I realize that this results in huge output sizes, but if I understand correctly (I'm certainly still a relative newbie at this, so I apologize if I'm trying your patience!), VD decompresses the input (except for color format) each time it runs a filter process. Am I mistaken here? There may well be a better way to do it, but I'm comfortable with the gigantic sizes -- though things *do* take a long time uncompressed -- reducing the file size greatly with the final compression. I *hope* this clears up the contradiction you mentioned.

But trying (at last) to answer your question directly, I keep the file uncompressed (Uncompressed RGB/YCbCr) from the first filter pass, change in frame rate (except for the change to YV12 along the way -- perhaps on the third step or so, usually just after adjusting color saturation and sharpening), until the final WMV9 compression.

So my main puzzle is, why the enormous change from something as simple as cropping without changing (or using) the compression for either or anything else drastic, near as I can tell. (Uncompressed RGB/YCbCr). I really don't recall this happening before, but I suppose it is possible (though it's a bit difficult to imagine) that I missed it.
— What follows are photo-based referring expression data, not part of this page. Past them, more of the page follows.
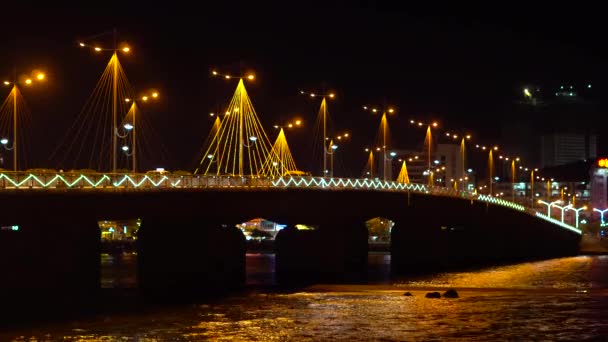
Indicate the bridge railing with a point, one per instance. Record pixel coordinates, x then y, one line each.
64 181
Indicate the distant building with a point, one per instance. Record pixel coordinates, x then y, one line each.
560 149
552 125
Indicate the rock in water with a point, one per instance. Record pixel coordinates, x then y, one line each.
451 293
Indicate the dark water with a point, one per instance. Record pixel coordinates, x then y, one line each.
558 299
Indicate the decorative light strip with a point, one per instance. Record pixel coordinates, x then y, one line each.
347 183
559 223
103 180
501 201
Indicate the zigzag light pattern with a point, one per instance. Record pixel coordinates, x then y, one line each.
105 181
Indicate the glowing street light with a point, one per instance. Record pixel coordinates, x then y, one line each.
564 208
577 213
114 64
331 150
289 124
131 127
250 77
14 95
384 128
323 112
603 223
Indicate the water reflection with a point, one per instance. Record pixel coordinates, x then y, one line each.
546 300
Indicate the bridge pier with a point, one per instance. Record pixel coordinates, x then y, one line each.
189 257
333 252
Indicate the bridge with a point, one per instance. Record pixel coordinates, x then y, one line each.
49 235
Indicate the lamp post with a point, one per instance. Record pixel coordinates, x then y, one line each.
281 148
323 113
332 147
133 127
114 63
384 132
548 206
602 223
15 94
577 213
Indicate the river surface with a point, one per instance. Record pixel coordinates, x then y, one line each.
557 299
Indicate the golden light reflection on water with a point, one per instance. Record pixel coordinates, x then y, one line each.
571 272
543 300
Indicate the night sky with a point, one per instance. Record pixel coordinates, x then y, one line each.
464 66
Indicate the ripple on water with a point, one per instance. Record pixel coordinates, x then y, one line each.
547 300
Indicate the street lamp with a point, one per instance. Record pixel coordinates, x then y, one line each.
132 127
323 112
14 95
602 224
331 150
577 213
386 110
115 66
548 206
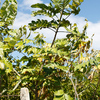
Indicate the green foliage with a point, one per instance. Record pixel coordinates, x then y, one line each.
62 70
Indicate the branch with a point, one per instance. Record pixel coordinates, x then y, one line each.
76 94
51 29
16 72
97 86
68 15
57 28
It seems there's something which you need to know which I'm failing to pick up, or to answer. (Again, I apologize, though I am trying! And I did try the search first.)

Thanks again,
papilio

Guest
8th November 2007, 16:56
I asked for the codecs used for input and output of your cropping step twice already and you've still failed to answer.

And I don't know what you mean by the "first filter pass".
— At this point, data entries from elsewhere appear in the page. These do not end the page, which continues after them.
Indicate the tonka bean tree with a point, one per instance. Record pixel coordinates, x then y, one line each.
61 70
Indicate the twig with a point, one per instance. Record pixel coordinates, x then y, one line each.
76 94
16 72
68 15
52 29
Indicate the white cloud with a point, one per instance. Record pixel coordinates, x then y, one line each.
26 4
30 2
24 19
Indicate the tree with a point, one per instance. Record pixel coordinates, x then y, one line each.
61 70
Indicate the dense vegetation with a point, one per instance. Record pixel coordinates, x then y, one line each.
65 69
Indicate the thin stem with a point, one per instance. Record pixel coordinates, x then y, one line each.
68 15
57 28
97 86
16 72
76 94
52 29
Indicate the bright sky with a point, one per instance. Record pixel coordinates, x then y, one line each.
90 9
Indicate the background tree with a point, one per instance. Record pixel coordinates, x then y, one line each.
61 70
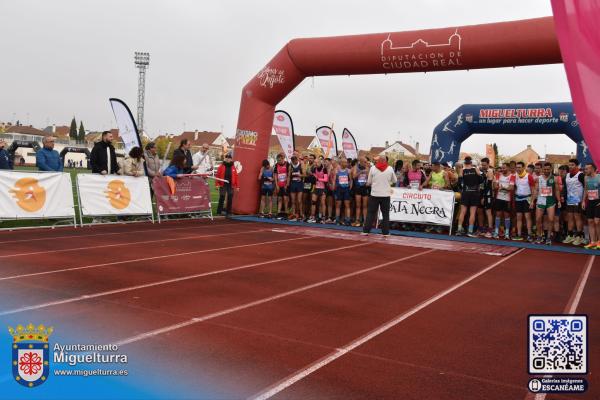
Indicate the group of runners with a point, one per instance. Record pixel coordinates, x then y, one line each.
315 189
530 202
514 201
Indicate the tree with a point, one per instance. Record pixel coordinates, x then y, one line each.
81 135
73 130
496 158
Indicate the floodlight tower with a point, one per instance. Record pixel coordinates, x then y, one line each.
142 61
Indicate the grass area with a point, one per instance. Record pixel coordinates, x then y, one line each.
4 224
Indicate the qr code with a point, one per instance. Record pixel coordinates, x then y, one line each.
557 344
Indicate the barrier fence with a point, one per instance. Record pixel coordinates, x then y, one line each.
33 199
36 196
113 195
186 195
422 206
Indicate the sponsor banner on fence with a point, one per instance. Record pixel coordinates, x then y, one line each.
422 206
113 195
35 195
284 129
189 194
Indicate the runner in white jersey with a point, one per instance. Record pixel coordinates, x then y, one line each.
575 182
524 184
504 184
Cropping cannot increase the size. The only explanation is that your input and output have different compressions.

papilio
8th November 2007, 17:45
Hi neoron2,

As I had tried to explain, both the 5 GB file and the 50 GB file went in and out having selected (Uncompressed RGB/YCbCr), which I assume (could easily be wrong) means no codec on either file going in or out, *if* my understanding is correct.

However, I just tried applying msu lossless to both, and they did indeed come out identical! I'm not sure I understand it (well, I know I don't!), But thank you!!

And thanks especially for putting up with the exasperation and patience required in solving my problem!

All my best,
papilio

qyot27
9th November 2007, 00:34
The option for Uncompressed RGB/YCbCr doesn't mean it performs no conversion of the video format - it means that the frames in the image are stored without any specialized compression algorithm, and the output size for each frame is calculable using (dimensions x bit depth / 8) / 1000 for the kilobyte value per frame. Now, multiply that value by whatever your framerate is and then multiply again by how many seconds long it is and that's the output size, or thereabouts given container overhead, in Uncompressed RGB - I don't know how to calculate it for YCbCr, as I've never saved files to Uncompressed data in that colorspace.

For no additional compression to be applied in VirtualDub, it is necessary to use Direct Stream Copy mode, in which circumstance no filters are able to be used unless the video is being served in with an AviSynth script (and in that case, it appears to VDub as being Uncompressed anyway - in the circumstances of using a script, the filtering is done in the script, not VDub). Having VirtualDub set on Full Processing mode will decompress and recompress your video while doing a colorspace conversion to RGB and the output size is totally dependent on what you have Compression set on.

papilio
11th November 2007, 19:56
Thanks qyot27,

Helpful things to know -- I am learning!